Methods: This registry-based, multicenter, cohort study included consecutive patients with low-flow, low-gradient aortic stenosis undergoing TAVR from January 2019 to December 2024 at 17 high-volume Italian centers. The study population was divided into 2 groups according to the use of BEVs or SEVs. The primary outcome was all-cause mortality up to 1 year.

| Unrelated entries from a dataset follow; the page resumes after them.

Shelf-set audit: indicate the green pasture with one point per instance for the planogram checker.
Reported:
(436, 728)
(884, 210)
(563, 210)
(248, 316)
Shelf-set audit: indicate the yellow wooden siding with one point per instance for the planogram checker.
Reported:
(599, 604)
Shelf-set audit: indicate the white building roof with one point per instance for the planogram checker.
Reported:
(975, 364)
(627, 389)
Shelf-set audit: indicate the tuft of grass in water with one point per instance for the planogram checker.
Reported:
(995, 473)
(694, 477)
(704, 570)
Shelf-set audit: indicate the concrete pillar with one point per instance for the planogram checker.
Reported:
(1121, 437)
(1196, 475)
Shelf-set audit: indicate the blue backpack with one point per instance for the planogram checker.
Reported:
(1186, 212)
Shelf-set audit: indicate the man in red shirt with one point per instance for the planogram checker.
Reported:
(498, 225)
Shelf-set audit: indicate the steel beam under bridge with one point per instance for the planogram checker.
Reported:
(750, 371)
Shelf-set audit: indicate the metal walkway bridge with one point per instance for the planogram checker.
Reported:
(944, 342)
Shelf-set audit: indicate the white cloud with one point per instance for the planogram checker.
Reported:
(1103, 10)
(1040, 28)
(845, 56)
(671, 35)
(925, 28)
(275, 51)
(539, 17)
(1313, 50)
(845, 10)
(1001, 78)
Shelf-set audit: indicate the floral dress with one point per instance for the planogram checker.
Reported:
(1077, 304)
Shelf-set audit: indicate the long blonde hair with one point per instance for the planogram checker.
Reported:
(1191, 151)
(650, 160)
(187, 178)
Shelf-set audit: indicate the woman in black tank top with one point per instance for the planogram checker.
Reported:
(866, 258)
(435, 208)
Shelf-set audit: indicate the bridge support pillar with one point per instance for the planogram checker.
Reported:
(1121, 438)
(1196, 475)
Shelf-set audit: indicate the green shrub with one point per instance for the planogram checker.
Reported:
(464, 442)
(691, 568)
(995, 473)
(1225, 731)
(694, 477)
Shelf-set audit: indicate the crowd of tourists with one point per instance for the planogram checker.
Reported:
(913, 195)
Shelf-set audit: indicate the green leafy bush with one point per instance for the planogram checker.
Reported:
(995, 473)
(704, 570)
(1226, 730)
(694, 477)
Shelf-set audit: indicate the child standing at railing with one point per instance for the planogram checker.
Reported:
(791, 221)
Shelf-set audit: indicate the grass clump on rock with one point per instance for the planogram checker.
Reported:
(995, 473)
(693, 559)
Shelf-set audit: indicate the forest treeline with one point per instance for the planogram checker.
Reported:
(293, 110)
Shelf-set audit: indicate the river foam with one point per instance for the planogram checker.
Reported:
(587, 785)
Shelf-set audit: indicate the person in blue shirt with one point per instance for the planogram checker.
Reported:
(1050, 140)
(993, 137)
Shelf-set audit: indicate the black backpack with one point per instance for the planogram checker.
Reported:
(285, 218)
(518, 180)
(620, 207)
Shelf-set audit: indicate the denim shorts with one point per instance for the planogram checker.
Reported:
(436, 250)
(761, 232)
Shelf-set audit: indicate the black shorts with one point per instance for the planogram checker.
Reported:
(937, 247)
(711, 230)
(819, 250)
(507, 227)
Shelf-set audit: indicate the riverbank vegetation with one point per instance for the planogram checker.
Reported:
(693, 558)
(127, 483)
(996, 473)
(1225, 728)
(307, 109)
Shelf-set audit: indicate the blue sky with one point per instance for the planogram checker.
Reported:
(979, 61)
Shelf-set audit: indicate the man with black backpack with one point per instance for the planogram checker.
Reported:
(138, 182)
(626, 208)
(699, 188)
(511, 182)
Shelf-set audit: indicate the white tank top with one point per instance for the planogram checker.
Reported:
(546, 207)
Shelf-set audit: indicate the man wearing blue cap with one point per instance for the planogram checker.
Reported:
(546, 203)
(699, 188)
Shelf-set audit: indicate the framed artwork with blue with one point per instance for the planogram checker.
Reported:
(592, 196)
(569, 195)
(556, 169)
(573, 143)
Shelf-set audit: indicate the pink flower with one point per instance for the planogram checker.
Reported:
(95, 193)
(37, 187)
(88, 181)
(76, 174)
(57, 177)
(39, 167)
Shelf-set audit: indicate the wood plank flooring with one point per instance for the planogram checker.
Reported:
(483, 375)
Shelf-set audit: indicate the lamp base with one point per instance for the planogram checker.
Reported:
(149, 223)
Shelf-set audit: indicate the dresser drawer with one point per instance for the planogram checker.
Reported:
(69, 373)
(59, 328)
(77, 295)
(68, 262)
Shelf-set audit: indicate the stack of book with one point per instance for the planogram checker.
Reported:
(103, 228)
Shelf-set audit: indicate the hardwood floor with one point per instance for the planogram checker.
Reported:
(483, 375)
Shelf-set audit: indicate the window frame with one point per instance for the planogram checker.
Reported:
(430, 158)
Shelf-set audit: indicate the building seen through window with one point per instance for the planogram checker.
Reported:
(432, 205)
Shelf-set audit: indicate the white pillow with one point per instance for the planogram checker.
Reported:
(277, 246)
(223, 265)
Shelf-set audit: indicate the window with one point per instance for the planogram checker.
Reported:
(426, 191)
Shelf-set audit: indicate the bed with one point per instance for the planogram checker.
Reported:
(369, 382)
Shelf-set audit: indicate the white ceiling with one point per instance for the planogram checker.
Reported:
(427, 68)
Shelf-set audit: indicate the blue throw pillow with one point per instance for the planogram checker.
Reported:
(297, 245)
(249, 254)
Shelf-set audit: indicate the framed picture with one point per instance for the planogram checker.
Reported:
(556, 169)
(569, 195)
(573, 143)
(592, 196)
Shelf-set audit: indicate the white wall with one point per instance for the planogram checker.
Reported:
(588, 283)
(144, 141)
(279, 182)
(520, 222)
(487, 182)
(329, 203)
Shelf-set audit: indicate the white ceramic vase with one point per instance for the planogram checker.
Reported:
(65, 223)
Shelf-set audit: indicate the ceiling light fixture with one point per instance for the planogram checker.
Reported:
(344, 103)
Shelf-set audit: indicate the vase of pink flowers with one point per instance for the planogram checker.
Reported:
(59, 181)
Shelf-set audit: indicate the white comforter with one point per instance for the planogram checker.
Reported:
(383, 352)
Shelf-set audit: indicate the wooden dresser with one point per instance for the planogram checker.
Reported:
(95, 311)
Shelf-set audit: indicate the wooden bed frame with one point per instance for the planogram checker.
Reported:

Results: The study involved 1380 patients; 592 (42.9%) underwent TAVR with BEVs, and 788 (57.1%) with SEVs. At discharge, BEVs were linked to higher mean transvalvular gradients (P<0.001) and a higher percentage of moderate predicted patient-prosthesis mismatch (P<0.001) compared with SEVs. After propensity score weighting, the Cox analysis showed no difference for the risk of the primary outcome (adjusted hazard ratio [HR]:1.23; 95% CI: 0.88-1.72), cardiovascular mortality (adjusted HR:1.37; 95% CI: 0.94-1.97), stroke (adjusted HR:1.83; 95% CI: 0.85-3.95), and myocardial infarction (adjusted HR:1.03; 95% CI: 0.40-2.69) between groups; however, the use of BEVs was associated with a significantly higher risk for HF hospitalization up to 1 year (adjusted HR: 1.54; 95% CI:1.05-2.25).
Conclusions: In this real-world study on TAVR treatment for patients with low-flow, low-gradient aortic stenosis, there was no difference in mortality rates between BEVs and SEVs up to 1 year. However, the use of BEVs was linked to less favorable hemodynamic performance and a higher risk of HF hospitalization.